Le millionnaire Frank Stronach, fondateur de l'équipementier automobile canadien Magna, se lance à 80 ans en politique dans son pays d'origine, l'Autriche, et va présenter jeudi à Vienne son nouveau parti à la ligne critique envers l'Union européenne, en vue des élections législatives de 2013.

Profitant de la méfiance des Autrichiens envers Bruxelles, l'Austro-canadien est crédité dans les sondages mi-septembre de 6 à 10% des intentions de vote, alors qu'il a à peine tracé les grandes lignes de son programme, s'appuyant sur une réforme de l'euro et une critique du Mécanisme européen de stabilité (MES), ainsi qu'une fiscalité simplifiée, avec un taux unique d'imposition.

Frank Stronach déclare espérer obtenir 20 à 30% des voix, avant même d'avoir annoncé le nom de son parti, qui défendra selon lui les valeurs de «vérité, transparence et équité» et se positionne comme critique à l'égard de la corruption des politiques autrichiens.

«Je ne suis pas un politicien, je suis très indépendant, je ne représente aucun intérêt, si ce n'est les intérêts des citoyens», a-t-il expliqué dans un allemand teinté d'accent anglais, lundi soir dans une interview télévisée sur la chaîne privée Puls4.

Fils de paysans né en 1932 à Weiz, dans le sud de l'Autriche, Franz Stronach quitte l'école à 14 ans et arrive au Canada en 1954, avec en poche une formation d'apprenti et 200 dollars.
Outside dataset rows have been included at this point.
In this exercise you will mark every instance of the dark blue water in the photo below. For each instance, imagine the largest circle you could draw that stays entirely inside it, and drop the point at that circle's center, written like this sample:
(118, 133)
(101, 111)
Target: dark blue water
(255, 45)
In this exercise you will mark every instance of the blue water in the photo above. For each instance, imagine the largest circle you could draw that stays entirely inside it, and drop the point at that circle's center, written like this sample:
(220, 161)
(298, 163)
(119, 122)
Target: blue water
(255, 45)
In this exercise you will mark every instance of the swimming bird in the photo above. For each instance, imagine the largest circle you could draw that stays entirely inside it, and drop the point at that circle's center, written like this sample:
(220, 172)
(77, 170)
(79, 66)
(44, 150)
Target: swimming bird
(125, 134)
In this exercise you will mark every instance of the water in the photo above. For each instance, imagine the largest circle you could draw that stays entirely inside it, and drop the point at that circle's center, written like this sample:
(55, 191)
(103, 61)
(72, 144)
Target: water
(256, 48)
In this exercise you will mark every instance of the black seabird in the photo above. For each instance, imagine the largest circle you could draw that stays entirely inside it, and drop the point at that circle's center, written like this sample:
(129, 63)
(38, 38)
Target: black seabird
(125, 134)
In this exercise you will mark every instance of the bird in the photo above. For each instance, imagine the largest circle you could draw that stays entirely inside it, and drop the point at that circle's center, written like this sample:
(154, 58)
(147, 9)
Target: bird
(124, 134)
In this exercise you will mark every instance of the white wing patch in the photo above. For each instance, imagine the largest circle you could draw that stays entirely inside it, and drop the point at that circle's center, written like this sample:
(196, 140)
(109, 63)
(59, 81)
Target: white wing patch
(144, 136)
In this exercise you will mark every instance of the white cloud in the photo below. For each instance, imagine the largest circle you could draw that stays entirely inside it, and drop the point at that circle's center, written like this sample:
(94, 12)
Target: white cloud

Après avoir occupé divers petits boulots, il crée en 1957 son entreprise, qui deviendra le géant mondial Magna, fournisseur d'équipements automobiles pour BMW, Toyota, Hyundai ou encore PSA Peugeot Citroën. Il en cède les rênes en 2011, mais ne semble pas vouloir se consacrer à une paisible vie de retraité, ni à sa passion pour les courses hippiques.

Il s'est même récemment déclaré intéressé par la reprise de la société publique des chemins de fer autrichiens ÖBB, dont certains dirigeants autrichiens évoquent une possible privatisation.

Des affaires à la politique, il n'y a qu'un pas: «Dans un pays, les citoyens ont le rôle des actionnaires», a déclaré celui dont la fortune s'élève à 1,2 milliard de dollars US, selon le magazine Forbes.

Stronach a déjà tenté de se lancer en politique au Canada: candidat du Parti libéral pour les élections législatives de 1988 dans une circonscription de l'Ontario, il est battu par son adversaire conservateur. Sa fille Belinda a mieux réussi, devenant députée pour ce même parti de 2004 à 2008.

Les élections législatives devraient avoir lieu à l'automne 2013 en Autriche, pour renouveler une assemblée dominée par une grande coalition entre sociaux-démocrates (SPÖ) et conservateurs (ÖVP). Le parti de Frank Stronach doit atteindre le seuil de 4% des voix pour avoir des élus aux côtés des deux principales formations, des Verts et des partis d'extrême droite FPÖ et BZÖ.

Le nouveau parti n'a pour l'instant que sa tête de liste, en la personne de son fondateur. Stronach n'a pas souhaité dévoiler le nom de ses soutiens avant le lancement officiel du parti. On sait simplement que l'homme d'affaires a pour l'instant rallié à lui quatre députés actifs, l'un du SPÖ, trois du BZÖ. C'est ce dernier parti qui, selon les sondages, semble le plus souffrir de l'initiative de Stronach: il pourrait ne pas atteindre 4% des suffrages.

Les dernières enquêtes des instituts OGM, Gallup et Market parus à la mi-septembre donnent le SPÖ en tête à près de 30% des intentions de vote, suivi d'un ÖVP faiblissant (21-24%) au coude à coude avec le FPÖ (20-23%), et des Verts (15%).

Un autre riche Autrichien a tenté l'aventure parlementaire par le passé, sans succès. Le magnat du bâtiment Richard Lugner avait présenté une liste indépendante aux législatives de 1999. Pensant réitérer l'exploit d'avoir récolté presque 10% des voix lors de l'élection à la présidence - fonction purement représentative en Autriche - l'année précédente, Lugner avait dû se contenter au final d'un bien maigre 1,02% des suffrages.